5. Empirical Results and Benchmark Performance

MiMo-VL-Miloco-7B demonstrates leading performance across home-scenario and general vision-language benchmarks. The following tables summarize select results (Li et al., 19 Dec 2025):

Home-Scenario Activity and Gesture Recognition (per-category F1)

Model	Watch TV	Reading	Phone	Esports	Workout	OK	Thumbs Up	V Sign	Shaka	Open Palm
Qwen2.5-VL-7B	81.2	78.7	88.4	95.2	88.9	73.8	78.6	67.0	33.3	53.4
Gemini-2.5-Pro	93.8	88.9	81.9	95.9	91.9	81.8	86.9	86.7	70.1	87.4
Miloco-7B	98.3	90.8	90.5	99.2	96.7	86.3	90.5	90.3	88.3	87.5
Miloco-7B-GGUF	97.9	90.4	90.0	98.8	96.2	85.9	90.1	89.9	87.8	87.1

Multimodal Video and Language Understanding

Model	Video-MME	Video-MMMU	Charades-STA	MMMU-Pro(std)	MMMU-Pro(vision)	MMLU-Pro (EM)
Miloco-7B	68.0	63.6	46.6	55.7	47.2	68.5
GGUF	67.7	63.2	46.2	55.3	46.9	68.1

Miloco-7B consistently surpasses open-source (Qwen2.5-VL, InternVL3-8B) and closed-source (Gemini-2.5-Pro) baselines on home-scenario tasks (by 4–18 F1 points), and sets new open-source records on generalized multimodal benchmarks (e.g., +6 points on Video-MMMU compared to the prior best). The GGUF variant matches >99% of full-precision accuracy on all tasks.

6. Analysis, Limitations, and Future Directions

SFT yields substantial improvements in household activity and gesture detection, with only minor catastrophic forgetting (<3 points) on long-document OCR and some GUI grounding tasks. The subsequent reinforcement learning stage largely restores general capabilities, minimizing this trade-off.

Minor regressions remain on document-centric tasks (e.g., 1-point reduction on OCRBench).

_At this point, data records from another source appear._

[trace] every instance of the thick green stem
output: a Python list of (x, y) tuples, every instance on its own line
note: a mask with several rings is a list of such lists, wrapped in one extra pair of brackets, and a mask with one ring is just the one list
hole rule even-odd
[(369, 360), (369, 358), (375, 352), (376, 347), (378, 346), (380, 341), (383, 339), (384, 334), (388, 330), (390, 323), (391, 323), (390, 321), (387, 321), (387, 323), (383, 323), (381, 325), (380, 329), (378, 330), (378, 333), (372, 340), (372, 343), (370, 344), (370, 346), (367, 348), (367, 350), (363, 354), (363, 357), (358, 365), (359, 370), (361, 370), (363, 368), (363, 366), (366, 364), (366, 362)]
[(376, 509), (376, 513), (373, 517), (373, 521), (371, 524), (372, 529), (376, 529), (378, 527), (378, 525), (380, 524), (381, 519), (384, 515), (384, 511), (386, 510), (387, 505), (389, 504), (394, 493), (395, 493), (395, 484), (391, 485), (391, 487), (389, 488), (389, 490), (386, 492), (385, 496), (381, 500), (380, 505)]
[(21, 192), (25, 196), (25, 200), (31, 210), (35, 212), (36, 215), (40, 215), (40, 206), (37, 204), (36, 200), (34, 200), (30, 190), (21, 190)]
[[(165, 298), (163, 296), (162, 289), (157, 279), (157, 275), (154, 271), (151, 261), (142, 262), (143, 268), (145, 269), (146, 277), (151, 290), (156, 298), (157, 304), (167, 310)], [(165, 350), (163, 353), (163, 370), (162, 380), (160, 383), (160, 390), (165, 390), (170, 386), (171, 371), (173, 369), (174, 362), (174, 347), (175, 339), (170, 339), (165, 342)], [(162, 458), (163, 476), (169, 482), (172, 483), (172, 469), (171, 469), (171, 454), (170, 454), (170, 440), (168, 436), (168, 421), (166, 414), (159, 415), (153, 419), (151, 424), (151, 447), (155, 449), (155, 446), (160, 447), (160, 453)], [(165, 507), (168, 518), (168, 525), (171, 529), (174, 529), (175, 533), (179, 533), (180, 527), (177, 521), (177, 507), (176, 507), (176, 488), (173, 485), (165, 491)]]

Future research directions include multi-objective tuning for domain balancing, integration of additional modalities (audio, motion sensors), and further quantization/pruning to target sub-5 GB memory footprints on resource-constrained devices.

A plausible implication is that targeted scenario-specialization, when combined with robust recovery via reinforcement learning, allows for high-impact application of vision-LLMs in real-world settings such as the smart home domain, without significant sacrifice to generalization (Li et al., 19 Dec 2025).

7. Relationship to MiMo-VL-7B Family and Broader Research Context

MiMo-VL-Miloco-7B extends the MiMo-VL-7B-RL model family (Team et al., 4 Jun 2025), which pioneered a four-stage, 2.4-trillion token pre-training architecture combining massive scale with CoT-focused data mixing and a Mixed On-policy Reinforcement Learning (MORL) regime. MiMo-VL-Miloco-7B adapts this backbone for home environments, refining CoT annotation/methodology and introducing explicit token-budget calibration.

Both MiMo-VL-Miloco-7B and MiMo-VL-7B models adopt group-normalized or on-policy RL objectives, employ verifiable and human preference rewards, and leverage extensive, diverse multi-domain datasets. The research outputs highlight the utility of scenario-specific adaptations, explicit reasoning supervision, and efficient quantization for practical, deployable vision-LLMs (Team et al., 4 Jun 2025, Li et al., 19 Dec 2025).